Dan di TikTok, ada hashtagnya. #ihatemybf ada dimana-mana. Ini bukanlah seruan minta tolong atau keluhan tulus tentang kecurangan atau pengabaian emosional. Ini adalah sesuatu yang sama sekali berbeda.
Kekejaman bukanlah intinya di sini.
Pembicaraan nyata? Sebagian besar wanita ini berada dalam hubungan yang stabil. Mereka punya pasangan yang tampaknya tidak keberatan. Tapi perhatikan mereka menghina mereka. Keras. Mereka menyebut diri mereka “manhaters.” Bagi mereka, ini sebagian besar merupakan lelucon, tetapi sangat kuat. Generasi yang lebih tua menelan pil biru ketundukan. Gen Z mengutarakannya. Mereka ingin menjadi manipulator sekarang. Bukan yang dikelola.
Gulir ke seluruh umpan. Para gadis membual tentang berbohong kepada pasangannya. Memblokir nomor secara instan setelah pertarungan. Selingkuh hanya karena. Bagian komentar tidak menghakimi. Mereka merayakannya. * “Kita bisa menyelesaikannya”? Tidak. “Blokir saja dia.” Selalu.*
Apakah itu sehat? Hampir tidak.
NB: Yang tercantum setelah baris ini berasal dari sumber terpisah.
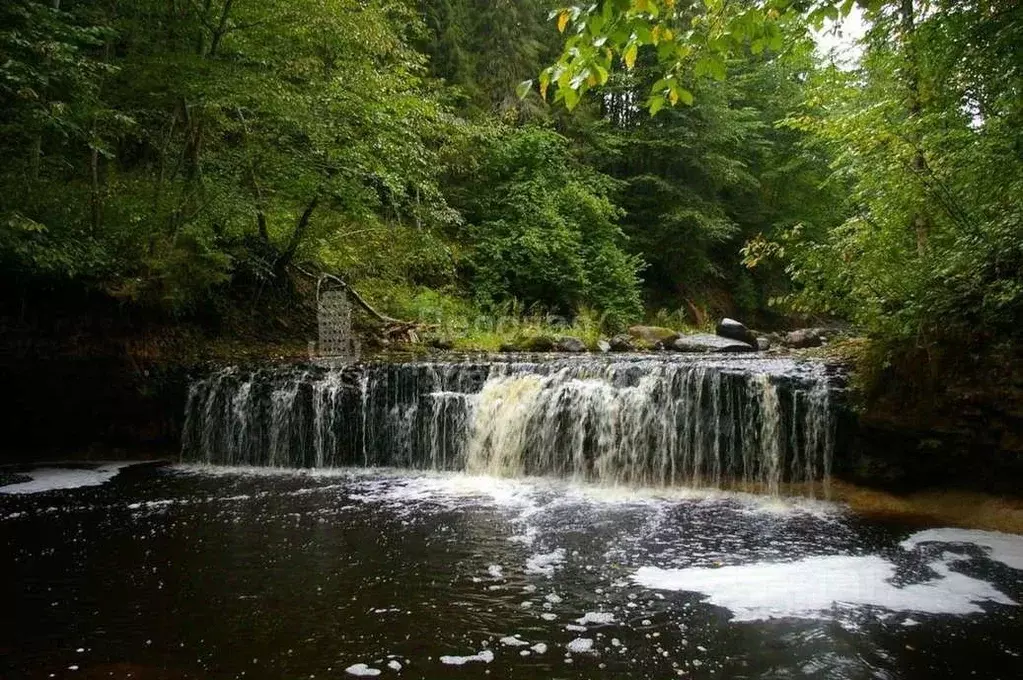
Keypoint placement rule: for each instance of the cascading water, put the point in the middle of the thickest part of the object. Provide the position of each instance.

Ini mendorong manipulasi. Berbohong. Kebencian. Tentu. Namun meminta perempuan Gen Z untuk peduli terhadap kesehatan sama sekali tidak mencapai target.
Dinamika kekuatan bergeser. Tiba-tiba gadis itu memegang kuncinya. Mungkin hanya sepuluh detik. Mungkin selamanya. Dia menggunakan teknologi untuk berteriak dari atap rumah. Pria menjadi beban mati. Cacat. Sebuah rintangan daripada hadiah.
Beberapa video liar. Konten #ihatehim yang berlebihan dirancang untuk diklik. Lainnya adalah penolakan diam-diam untuk menetap. Mengapa menikah demi keamanan lagi? Anda mampu membayar sewa sendiri. Anda memiliki pilihan karier yang diimpikan nenek Anda. Kompatibilitas itu penting. Kepedulian itu penting. Uang? Bukan tali pengikatnya lagi.
Merupakan bentuk balas dendam karena selama puluhan tahun diharapkan bisa mengakomodir ego laki-laki.
Ada rasa malu yang aneh juga di sini. Beberapa gadis tampak malu dengan betapa mereka menyukai pacarnya. Jadi mereka menyerang. Menyiarkan penghinaan bertindak sebagai perisai terhadap perasaan lembut. Rentan. Lemah. Sementara itu, wanita lajang di feed tidak kesepian. Mereka mendambakan ruang mereka sendiri. Kesendirian tidak lagi menakutkan. Itu didambakan.
Bisakah kita melakukan ini dengan lebih baik? Jelas sekali. Bisakah kita bicara tentang batasan daripada membual tentang kebohongan? Ya.
Tapi ini bukan tentang bersikap baik.
Ini tentang siapa yang memegang kendali sekarang.
Wanita sedang menguji air karena tidak tersedia. Sulit. Tidak terkesan. Senang rasanya mendapat hadiahnya. Meskipun Anda sedikit membenci diri sendiri karena melakukannya. Meskipun pria yang Anda “benci” sebenarnya cukup baik. Perasaan tidak membutuhkannya? Itulah tingginya.
Kencan telah berubah karena ketergantungannya hilang. Laki-laki bukan lagi jaring pengaman. Itu adalah pilihan. Cacat, rapuh, dan sejujurnya opsional.
Jadi teruslah membenci jika perlu. Ingatlah mengapa Anda memulainya.